Mechanisms of idiopathic left ventricular tachycardia
Ventricular Dysfunction, Left
Idiopathic left ventricular tachycardia (ILVT) differs from idiopathic right ventricular outflow tract (RVOT) tachycardia with respect to mechanism and pharmacologic sensitivity. ILVT can be categorized into three subgroups. The most prevalent form, verapamil-sensitive intrafascicular tachycardia, originates in the region of left posterior fascicle of the left bundle. This tachycardia is adenosine insensitive, demonstrates entrainment, and is thought to be due to reentry. The tachycardia is most often ablated in the region of the posteroinferior interventricular septum.
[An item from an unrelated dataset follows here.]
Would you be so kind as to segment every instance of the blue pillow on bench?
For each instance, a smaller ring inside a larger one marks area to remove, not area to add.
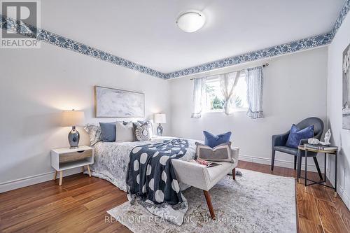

A second type of ILVT is a form analogous to adenosine-sensitive RVOT tachycardia. This tachycardia appears to originate from deep within the interventricular septum and exits from the left side of the septum. This form of VT also responds to verapamil and is thought to be due to cAMP-mediated triggered activity. A third form of ILVT is propranolol sensitive. It is neither or initiated or terminated by programmed stimulation, does not terminate with verapamil, and is transiently suppressed by adenosine, responses consistent with an automatic mechanism. Recognition of the heterogeneity of ILVT and its unique characteristics should facilitate appropriate diagnosis and therapy in this group of patients.